Today we refer to them generally as the Mound Builders. Many of these singular burial mounds can still be seen. For example, today we have presidential burial sites with magnificent enclosures, compared to a mausoleum where a great number of individuals that were of sufficient stature to afford a stone enclosure, and compared to the more common grave sites familiar to most cemeteries.

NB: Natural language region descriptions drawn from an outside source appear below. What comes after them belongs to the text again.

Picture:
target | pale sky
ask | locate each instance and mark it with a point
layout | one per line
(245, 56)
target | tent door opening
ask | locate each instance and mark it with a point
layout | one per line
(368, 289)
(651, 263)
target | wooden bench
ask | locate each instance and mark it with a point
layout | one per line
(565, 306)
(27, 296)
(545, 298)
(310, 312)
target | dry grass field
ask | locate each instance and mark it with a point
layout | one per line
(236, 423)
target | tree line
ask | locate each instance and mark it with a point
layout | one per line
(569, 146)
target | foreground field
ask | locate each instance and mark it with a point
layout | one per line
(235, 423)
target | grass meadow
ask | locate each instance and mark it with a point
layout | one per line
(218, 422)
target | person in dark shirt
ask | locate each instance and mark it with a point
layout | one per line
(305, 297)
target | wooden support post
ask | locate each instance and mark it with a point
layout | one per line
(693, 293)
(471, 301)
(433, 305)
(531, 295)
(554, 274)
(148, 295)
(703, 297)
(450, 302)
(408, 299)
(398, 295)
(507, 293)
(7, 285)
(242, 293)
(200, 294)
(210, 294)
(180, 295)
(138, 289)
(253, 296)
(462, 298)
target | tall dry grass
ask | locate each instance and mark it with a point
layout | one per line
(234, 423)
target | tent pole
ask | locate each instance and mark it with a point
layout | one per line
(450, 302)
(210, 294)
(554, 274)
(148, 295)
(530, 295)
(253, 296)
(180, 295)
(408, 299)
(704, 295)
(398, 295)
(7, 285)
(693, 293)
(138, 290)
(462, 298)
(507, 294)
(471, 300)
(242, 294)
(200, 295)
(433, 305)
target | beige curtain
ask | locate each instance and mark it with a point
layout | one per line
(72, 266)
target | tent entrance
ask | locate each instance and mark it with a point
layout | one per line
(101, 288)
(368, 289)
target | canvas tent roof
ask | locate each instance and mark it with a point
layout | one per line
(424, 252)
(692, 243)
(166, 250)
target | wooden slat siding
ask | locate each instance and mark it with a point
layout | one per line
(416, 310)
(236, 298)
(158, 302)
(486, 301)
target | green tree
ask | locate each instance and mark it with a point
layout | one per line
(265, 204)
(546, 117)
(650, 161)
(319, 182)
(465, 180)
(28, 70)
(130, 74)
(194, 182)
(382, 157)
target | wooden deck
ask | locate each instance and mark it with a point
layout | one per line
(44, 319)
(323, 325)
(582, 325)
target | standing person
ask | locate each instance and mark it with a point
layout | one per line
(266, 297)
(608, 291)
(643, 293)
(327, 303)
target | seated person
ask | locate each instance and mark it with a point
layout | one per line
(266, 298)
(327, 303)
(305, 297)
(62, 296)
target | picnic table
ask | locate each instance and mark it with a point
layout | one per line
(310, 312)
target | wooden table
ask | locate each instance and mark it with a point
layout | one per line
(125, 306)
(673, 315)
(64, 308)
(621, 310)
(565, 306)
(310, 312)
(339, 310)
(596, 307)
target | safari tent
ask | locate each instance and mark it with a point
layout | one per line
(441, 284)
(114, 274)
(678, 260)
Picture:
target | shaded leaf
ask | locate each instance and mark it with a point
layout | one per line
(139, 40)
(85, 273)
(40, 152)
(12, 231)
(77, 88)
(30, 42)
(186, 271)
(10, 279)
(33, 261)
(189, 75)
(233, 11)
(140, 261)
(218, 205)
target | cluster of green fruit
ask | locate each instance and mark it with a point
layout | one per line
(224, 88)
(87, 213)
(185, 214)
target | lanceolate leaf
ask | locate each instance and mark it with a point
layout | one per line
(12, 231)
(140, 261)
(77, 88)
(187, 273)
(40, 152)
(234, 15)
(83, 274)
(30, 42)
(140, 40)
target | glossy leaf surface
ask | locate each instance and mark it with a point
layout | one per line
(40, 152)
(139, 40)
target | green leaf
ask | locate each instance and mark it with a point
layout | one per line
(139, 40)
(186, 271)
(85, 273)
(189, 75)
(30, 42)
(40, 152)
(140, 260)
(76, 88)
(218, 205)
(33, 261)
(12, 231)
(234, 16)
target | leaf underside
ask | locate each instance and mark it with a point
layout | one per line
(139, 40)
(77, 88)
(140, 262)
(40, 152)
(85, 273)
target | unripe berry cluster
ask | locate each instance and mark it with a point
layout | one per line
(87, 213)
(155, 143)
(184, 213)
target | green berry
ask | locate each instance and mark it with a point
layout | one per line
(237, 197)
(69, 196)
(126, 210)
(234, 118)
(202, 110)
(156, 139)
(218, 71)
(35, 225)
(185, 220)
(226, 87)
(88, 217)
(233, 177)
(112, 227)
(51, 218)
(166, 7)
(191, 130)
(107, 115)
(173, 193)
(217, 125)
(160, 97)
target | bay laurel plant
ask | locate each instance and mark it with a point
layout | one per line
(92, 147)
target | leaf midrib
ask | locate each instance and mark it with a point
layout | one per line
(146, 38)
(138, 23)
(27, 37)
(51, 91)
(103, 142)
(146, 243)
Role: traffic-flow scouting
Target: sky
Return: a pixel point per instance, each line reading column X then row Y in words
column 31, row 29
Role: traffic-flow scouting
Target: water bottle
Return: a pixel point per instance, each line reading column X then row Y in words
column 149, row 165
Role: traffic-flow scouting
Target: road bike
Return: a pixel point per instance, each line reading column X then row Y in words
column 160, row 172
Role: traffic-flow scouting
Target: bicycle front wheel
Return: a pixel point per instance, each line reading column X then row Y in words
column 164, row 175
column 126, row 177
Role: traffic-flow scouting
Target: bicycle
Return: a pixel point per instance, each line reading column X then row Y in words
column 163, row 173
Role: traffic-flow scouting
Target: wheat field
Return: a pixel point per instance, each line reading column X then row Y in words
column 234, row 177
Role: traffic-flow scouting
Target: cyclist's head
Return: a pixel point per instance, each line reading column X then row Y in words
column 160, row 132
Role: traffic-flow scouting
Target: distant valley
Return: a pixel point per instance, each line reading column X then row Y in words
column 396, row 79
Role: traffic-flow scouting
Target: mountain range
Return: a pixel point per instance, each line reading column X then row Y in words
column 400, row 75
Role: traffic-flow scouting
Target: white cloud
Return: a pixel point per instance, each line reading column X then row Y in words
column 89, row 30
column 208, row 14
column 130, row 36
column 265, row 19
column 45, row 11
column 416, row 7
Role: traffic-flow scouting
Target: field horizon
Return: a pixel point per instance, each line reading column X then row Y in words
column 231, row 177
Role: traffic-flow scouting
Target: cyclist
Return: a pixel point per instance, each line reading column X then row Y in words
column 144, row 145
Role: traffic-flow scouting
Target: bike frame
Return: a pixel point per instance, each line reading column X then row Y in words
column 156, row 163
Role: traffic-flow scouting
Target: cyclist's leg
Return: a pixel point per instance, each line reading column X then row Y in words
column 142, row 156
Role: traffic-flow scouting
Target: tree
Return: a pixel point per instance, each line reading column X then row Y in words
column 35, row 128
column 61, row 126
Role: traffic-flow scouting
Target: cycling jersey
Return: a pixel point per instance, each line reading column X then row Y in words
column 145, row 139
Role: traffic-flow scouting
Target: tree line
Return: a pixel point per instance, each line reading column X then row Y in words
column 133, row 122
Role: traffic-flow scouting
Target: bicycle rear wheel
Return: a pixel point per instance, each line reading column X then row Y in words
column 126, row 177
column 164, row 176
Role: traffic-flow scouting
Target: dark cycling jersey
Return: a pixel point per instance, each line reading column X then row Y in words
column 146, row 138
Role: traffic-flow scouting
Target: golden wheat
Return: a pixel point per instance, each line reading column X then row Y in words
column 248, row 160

The various cultures collectively termed "Mound Builders" were inhabitants of North America who, during a 5,000-year period, constructed various styles of earthen mounds for religious, ceremonial, burial, and elite residential purposes. Some artifacts that were found in relation to the mounds were inscribed with symbols. Today a few of the artifacts recovered from a few of these sites are on display particularly at the Ohio History Connection in Columbus. Hence, the name Hopewell was given to this cultural group. [17][better source needed]. It had several regional variants including the Middle Mississippian culture of Cahokia, the South Appalachian Mississippian variant at Moundville and Etowah, the Plaquemine Mississippian variant in south Louisiana and Mississippi,[22] and the Caddoan Mississippian culture of northwestern Louisiana, eastern Texas, and southwestern Arkansas. For most part burial mounds found in the south were the same as those found in the north. As the Europeans did not know of any Native American cultures that had a writing system, they assumed a different group had created them.[36]. Artist’s representation of the “Adena Giant”, Prehistoric Mound Builders.
2012 excavations and dating by Thompson and Pluckhahn show that work began around 2600 BCE, seven centuries before the mound-builders in Ohio. The Pipe was found by Henry Mann in 1916. Since little violent conflict with Europeans had occurred in that area during that period, the most plausible explanation is that infectious diseases from the Old World, such as smallpox and influenza, had decimated most of the Native Americans who had comprised the last mound-builder civilization.